Howard maintains that in light of a school's "heightened" duty of care to students, Penn should not be able to assert the affirmative defense of contributory negligence because West directed Howard to perform the aerial stunt. Specifically, Howard asserts that where a defendant causes a plaintiff to engage in conduct that results in injury, that defendant cannot ask a trier-of-fact to place any blame on the plaintiff. In support of that contention, Howard directs us to case law from other jurisdictions. There is no Indiana law directly on point to support his position.

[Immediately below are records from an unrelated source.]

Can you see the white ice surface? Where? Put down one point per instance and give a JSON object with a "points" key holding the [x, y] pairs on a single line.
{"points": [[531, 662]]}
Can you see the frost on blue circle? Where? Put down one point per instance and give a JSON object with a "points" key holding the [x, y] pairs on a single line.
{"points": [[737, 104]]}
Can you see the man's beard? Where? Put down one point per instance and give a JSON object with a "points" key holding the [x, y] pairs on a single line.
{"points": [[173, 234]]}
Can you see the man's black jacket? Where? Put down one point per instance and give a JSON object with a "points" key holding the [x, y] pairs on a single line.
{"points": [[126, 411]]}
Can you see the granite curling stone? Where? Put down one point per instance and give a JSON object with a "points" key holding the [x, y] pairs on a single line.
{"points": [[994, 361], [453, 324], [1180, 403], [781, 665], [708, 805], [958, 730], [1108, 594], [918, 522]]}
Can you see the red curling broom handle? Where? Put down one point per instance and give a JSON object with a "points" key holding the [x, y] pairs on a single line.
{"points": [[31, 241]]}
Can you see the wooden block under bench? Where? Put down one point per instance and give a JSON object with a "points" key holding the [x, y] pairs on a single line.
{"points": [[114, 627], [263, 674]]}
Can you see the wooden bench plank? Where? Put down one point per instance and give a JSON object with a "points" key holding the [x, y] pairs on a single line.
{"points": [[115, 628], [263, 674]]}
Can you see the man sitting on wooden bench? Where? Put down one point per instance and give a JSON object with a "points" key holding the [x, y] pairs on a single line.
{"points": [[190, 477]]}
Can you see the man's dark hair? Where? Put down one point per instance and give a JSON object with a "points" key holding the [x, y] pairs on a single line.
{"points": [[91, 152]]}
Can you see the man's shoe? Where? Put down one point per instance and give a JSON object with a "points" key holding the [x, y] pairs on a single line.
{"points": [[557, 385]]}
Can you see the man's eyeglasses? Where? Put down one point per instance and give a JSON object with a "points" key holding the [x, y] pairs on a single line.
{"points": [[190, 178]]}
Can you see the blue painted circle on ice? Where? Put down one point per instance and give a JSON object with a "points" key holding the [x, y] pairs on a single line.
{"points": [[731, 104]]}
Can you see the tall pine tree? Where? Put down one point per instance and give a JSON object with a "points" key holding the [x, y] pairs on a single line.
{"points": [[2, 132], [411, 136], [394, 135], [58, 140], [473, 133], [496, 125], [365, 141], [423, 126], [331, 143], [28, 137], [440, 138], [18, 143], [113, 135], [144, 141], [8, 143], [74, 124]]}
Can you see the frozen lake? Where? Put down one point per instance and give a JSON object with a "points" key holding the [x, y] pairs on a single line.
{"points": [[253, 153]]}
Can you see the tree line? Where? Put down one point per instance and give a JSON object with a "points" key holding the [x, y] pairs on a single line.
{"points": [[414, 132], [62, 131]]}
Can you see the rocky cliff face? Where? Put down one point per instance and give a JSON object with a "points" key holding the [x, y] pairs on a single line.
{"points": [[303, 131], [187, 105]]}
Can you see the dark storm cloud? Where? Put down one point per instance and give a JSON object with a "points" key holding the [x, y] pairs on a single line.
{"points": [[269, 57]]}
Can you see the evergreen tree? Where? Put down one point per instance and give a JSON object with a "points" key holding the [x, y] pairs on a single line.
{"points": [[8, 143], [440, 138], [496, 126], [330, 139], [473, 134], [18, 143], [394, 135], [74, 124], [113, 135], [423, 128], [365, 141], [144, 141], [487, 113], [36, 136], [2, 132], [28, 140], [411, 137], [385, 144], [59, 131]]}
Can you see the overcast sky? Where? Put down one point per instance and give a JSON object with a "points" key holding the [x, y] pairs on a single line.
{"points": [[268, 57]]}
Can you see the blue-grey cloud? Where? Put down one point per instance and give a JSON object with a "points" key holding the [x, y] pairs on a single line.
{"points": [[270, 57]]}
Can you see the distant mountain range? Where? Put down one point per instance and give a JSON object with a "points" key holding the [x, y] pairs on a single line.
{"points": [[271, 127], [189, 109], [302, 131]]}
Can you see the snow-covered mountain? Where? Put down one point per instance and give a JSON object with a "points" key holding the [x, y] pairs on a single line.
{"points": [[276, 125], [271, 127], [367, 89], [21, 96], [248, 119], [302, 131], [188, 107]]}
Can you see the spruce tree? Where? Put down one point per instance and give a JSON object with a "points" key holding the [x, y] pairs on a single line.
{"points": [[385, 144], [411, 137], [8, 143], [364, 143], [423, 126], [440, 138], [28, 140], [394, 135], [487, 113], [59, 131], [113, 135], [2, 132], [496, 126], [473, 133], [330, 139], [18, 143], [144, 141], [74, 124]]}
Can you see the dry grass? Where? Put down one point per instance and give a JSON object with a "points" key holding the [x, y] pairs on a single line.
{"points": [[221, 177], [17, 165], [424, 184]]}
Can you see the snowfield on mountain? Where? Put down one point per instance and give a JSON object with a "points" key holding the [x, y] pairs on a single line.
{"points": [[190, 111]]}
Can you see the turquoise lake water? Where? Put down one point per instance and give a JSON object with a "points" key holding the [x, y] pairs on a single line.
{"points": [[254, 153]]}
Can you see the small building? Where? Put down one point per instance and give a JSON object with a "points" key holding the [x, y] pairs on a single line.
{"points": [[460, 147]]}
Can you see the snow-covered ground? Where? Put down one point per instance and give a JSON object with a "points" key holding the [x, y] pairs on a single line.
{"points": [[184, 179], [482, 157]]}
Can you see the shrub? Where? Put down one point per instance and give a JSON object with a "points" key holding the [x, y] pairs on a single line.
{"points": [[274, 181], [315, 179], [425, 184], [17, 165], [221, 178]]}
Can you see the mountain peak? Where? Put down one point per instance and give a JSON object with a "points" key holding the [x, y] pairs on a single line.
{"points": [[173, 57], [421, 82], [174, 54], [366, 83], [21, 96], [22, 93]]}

We do not find the case law upon which Howard relies persuasive. Initially, we note that one of the opinions is no longer good law. See Santoni v. Schaerf, 48 Md.App. 498, 428 A.2d 94 (1981), rev'd by 292 Md. 582, 441 A.2d 323 (1982). Further, the other cases involve alleged negligence in the rendering of professional services where the plaintiffs reasonably relied upon the advice of defendants who were professionals. For example, in Rowe v. Sisters of Pallottine Missionary Soc'y, 211 W.Va. 16, 560 S.E.2d 491, 497 (2001), the court observed:
In the context of medical malpractice actions, courts usually place extreme limits upon a health care provider's use of the defense of comparative negligence. Courts do this because of the " disparity in medical knowledge between the patient and the physician," and because of the "patient's justifiable reliance on the [physician's] recommendations and care."

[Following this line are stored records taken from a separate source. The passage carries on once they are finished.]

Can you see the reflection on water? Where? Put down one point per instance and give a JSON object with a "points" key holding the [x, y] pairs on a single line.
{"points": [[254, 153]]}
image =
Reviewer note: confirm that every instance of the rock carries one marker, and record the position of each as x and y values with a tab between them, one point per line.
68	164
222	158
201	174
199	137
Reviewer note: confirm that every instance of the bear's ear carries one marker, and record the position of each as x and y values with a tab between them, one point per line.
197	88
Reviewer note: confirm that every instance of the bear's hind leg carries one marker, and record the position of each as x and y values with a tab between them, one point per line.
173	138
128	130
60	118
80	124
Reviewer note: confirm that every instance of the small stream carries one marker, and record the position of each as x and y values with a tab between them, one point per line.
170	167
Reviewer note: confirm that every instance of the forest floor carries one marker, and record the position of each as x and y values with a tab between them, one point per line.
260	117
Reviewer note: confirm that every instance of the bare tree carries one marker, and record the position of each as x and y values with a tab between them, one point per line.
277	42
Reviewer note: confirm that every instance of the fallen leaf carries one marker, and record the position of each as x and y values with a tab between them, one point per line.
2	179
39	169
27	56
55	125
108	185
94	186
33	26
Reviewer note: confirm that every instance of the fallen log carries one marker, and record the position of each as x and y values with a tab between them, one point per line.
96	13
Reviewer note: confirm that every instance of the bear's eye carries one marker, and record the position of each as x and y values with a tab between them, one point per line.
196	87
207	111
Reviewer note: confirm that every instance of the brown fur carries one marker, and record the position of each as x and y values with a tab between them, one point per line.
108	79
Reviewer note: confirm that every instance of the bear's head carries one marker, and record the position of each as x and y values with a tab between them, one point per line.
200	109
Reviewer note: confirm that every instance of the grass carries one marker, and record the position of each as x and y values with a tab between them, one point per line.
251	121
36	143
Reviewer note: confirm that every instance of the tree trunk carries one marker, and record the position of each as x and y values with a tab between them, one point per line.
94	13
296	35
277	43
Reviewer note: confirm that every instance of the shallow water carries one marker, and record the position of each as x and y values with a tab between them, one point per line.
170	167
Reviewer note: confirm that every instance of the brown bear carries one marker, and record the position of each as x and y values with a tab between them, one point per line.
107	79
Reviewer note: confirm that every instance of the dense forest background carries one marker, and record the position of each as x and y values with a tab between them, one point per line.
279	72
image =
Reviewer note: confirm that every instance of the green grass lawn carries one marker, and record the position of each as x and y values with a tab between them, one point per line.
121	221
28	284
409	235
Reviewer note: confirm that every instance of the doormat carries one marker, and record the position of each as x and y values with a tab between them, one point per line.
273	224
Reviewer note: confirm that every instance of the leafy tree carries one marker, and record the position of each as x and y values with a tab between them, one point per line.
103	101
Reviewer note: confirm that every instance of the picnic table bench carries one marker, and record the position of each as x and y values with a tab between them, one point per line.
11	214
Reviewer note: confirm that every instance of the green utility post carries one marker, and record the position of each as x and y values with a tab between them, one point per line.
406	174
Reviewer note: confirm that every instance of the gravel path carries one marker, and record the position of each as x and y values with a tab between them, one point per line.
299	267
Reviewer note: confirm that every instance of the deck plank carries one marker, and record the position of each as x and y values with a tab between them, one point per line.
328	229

(Citations omitted, emphasis added). And in Stroud v. Arthur Andersen Co., 37 P.3d 783, 789 (Okla. 2001), the court recognized that a certified public accountant's duty to his client, "while not coterminous with those of lawyers and doctors, is certainly comparable. . . . The Court is mindful of the enhanced obligations and responsibilities owed to the public by a person who dons the mantle of a professional."
In essence, Howard invites us to analogize a physician's duty to his patients and a certified public accountant's duty to his clients with a school's duty to its students. But Howard ignores the fundamental difference between the two types of relationships. Physicians and certified public accountants have specialized knowledge upon which their patients and clients are generally entitled to rely. But a school does not render a service for its students comparable to the specialized fields of medicine and accounting. Rather, a school merely has a duty to exercise ordinary and reasonable care for the safety of its students. See Miller, 308 N.E.2d at 706.
We conclude that Howard's proffered instruction No. 6 is not an accurate statement of Indiana law. As such, we hold that the trial court did not abuse its discretion when it refused to give the instruction.
Conclusion
The trial court abused its discretion when it instructed the jury regarding the standard of care attributable to Howard and the last clear chance doctrine. We reverse and remand for a new trial. The trial court did not abuse its discretion when it refused to give Howard's proffered instruction No. 6.
Reversed and remanded for a new trial.
SULLIVAN, J., and RILEY, J., concur.